IN THE COURT OF APPEAL OF TANZANIA
AT TANGA

(CORAM:   MROSO, J.A, KIMARO, J.A  And  LUANDA  J.A.)

CRIMINAL  APPEAL  NO. 66  OF 2007

HAJI SEIF …………………..………………………………………………… APPELLANT
VERSUS
THE REPUBLIC ……………………………………………………………. RESPONDENT

(An appeal from the Decision of the High Court
of Tanzania at Tanga)

(Longway, J.)

dated the 16th day of September, 2002
in
Criminal Appeal No. 62 of 2001


JUDGEMENT OF THE COURT

30 June, 2008

LUANDA, JA

One HAJI SEIF (hereinafter referred to as the appellant) was charged in the District Court of Handeni along with five others with armed robbery contrary to sections 285 and 286 of the Penal Code.  After the charge was read over and explained to them, the appellant pleaded guilty to the offence.  The rest denied to have committed the offence.  They pleaded not guilty.  The Public Prosecutor then adduced facts of the case in respect of the appellant.  The opening sentence to the facts, which is strongly attacked by the appellant in this appeal, reads as follows, we reproduce:-

FACTS The first accused Haji Saidi is facing a charge of armed robbery C/SS 285 & 286 of the Penal Code.   

Thereafter, the name of Haji Saidi featured prominently in the facts adduced by the Public Prosecutor.  Upon being asked as to the correctness of the facts, the appellant admitted them to be in order.  He was convicted and sentenced to 30 years imprisonment.

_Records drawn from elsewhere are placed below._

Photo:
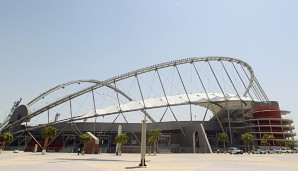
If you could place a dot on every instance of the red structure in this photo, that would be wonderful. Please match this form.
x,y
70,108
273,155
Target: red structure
x,y
267,119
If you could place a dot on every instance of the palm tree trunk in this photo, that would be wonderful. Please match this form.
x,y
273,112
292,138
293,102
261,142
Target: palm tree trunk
x,y
155,148
46,141
120,146
3,145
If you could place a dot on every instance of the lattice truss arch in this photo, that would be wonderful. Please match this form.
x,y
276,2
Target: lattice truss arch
x,y
213,101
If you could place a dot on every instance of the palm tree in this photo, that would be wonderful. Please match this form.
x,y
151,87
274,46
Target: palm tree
x,y
85,138
223,137
120,139
280,142
47,133
267,138
291,144
5,138
153,137
247,138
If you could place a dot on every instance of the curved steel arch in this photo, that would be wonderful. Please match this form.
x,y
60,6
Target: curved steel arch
x,y
107,82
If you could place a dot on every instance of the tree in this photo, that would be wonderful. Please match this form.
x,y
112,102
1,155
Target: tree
x,y
223,137
5,138
247,139
280,142
85,138
153,137
47,133
291,144
267,138
120,139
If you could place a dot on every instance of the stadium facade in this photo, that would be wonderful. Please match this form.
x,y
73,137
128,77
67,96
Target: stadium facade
x,y
225,89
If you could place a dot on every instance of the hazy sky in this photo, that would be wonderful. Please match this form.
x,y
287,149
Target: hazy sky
x,y
45,43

Being aggrieved by both the “finding” and sentence, he appealed to the High Court.  In the High Court, the appellant raised eight grounds.  Basically, the appellant argued that the offence to which he readily pleaded guilty is simple robbery and not armed robbery because no fire arms were used.  And a corollary to that is that the proper sentence to have been meted out should have been 15years and not 30 years imprisonment.  The High Court (Longway,J) did not buy his story.  She stated categorically that the grounds raised were devoid of merits.  The offence he was charged with was armed robbery and the sentence imposed was proper.  She dismissed the appeal.   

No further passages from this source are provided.